Polisi berhadapan dengan massa demonstran di Kuala Lumpur |
Berbagai macam akun Facebook mulai dari desakan agar Perdana Menteri Malaysia Datuk Seri Najib Razak mundur, kecaman keras terhadap ”keberingasan” polisi, sampai akun yang dengan terang-terangan menyokong aksi Bersih 2.0.
Seperti diwartakan, akhir pekan lalu Koalisi untuk Pemilu yang Bersih dan Jujur menggelar unjuk rasa damai, yang dinamai Bersih 2.0. Mereka mendesak agar pemilu Malaysia digelar bersih dan jujur.

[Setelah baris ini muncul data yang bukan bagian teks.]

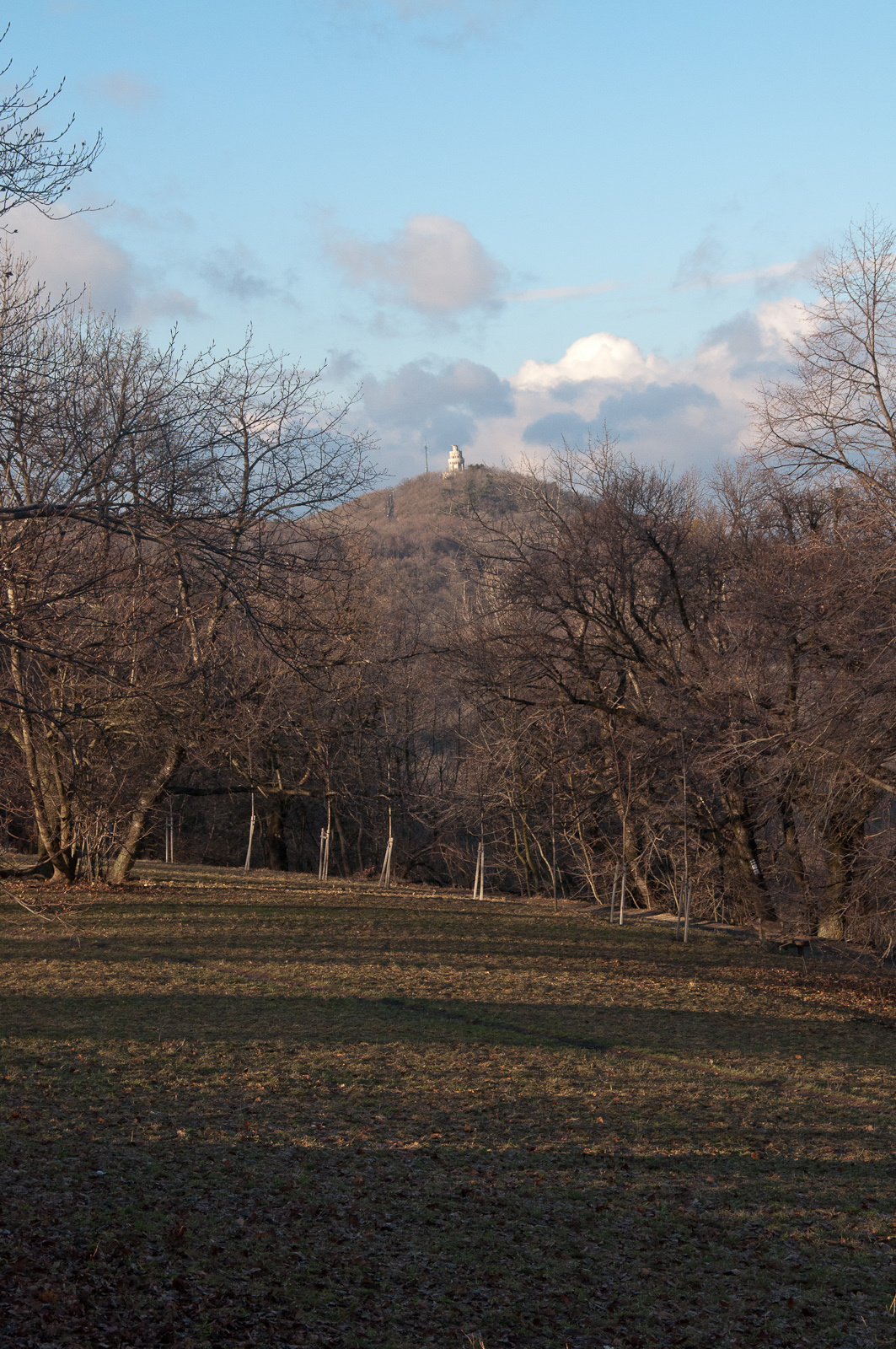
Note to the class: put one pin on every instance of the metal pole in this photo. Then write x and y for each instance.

Aksi unjuk rasa damai itu berakhir kisruh. Sebanyak 1.667 pengunjuk rasa ditangkap dan ditahan oleh polisi. Aparat kepolisian membubarkan pengunjuk rasa dengan cara menembaki para demonstran dengan gas air mata, menyerbu, dan memukuli mereka secara brutal.
Seorang pengunjuk rasa dilaporkan meninggal dunia karena serangan jantung saat berusaha menghindar dari tembakan gas air mata. Pemimpin oposisi Anwar Ibrahim dikabarkan terluka dan dilarikan ke rumah sakit karena terjatuh saat lari menghindari serbuan polisi.
Situr www.malaysiakini.com memberitakan, dari sejumlah akun bertema perlawanan, salah satunya diberi judul ”100,000 People Request Najib Tun Razak Resignation”. Akun itu disukai sedikitnya oleh 140.000-an pengguna Facebook.
Jumlah itu berhasil dihimpun dalam waktu sangat singkat, hanya dua hari setelah insiden.
Sementara itu, beberapa akun bertema sejenis namun dengan judul berbeda juga bermunculan, seperti ”Say No to Najib” atau ”1,000000 Mahu Najib Cuba Tear Gas Sendiri”.
Akun Facebook berisi dukungan terhadap gerakan Bersih 2.0 juga marak bermunculan. Salah satu akun berjudul ”BERSIH 2.0 [OFFICIAL]” diikuti 170.000-an penyuka.
Selain itu, ada ”BERSIH-Gabungan Pilihanraya Bersih dan Adil” walau jumlah penyuka masih sedikit.
Perlawanan dan kemarahan kepada polisi juga diwujudkan dalam beberapa judul akun semacam ”Malaysia police are brutal violence and lack of discipline!”.
Gerakan perlawanan terhadap ”pemerintahan yang lalim” lewat dunia maya memang bukan baru terjadi kali ini saja. Sejarah dunia mencatat, gelombang perlawanan lewat dunia maya bahkan berujung pada tergulingnya sejumlah pemerintahan diktator, seperti terjadi di beberapa negara di Timur Tengah.
Media online belakangan kerap menjadi pilihan, terutama ketika media arus utama dianggap sudah dikontrol, dikuasai, dan berpihak kepada penguasa. Kondisi itu terjadi di Malaysia.
Dalam indeks kebebasan pers oleh Freedom House, dalam tiga tahun terakhir, Malaysia dikategorikan sebagai negara dengan pers yang tidak bebas.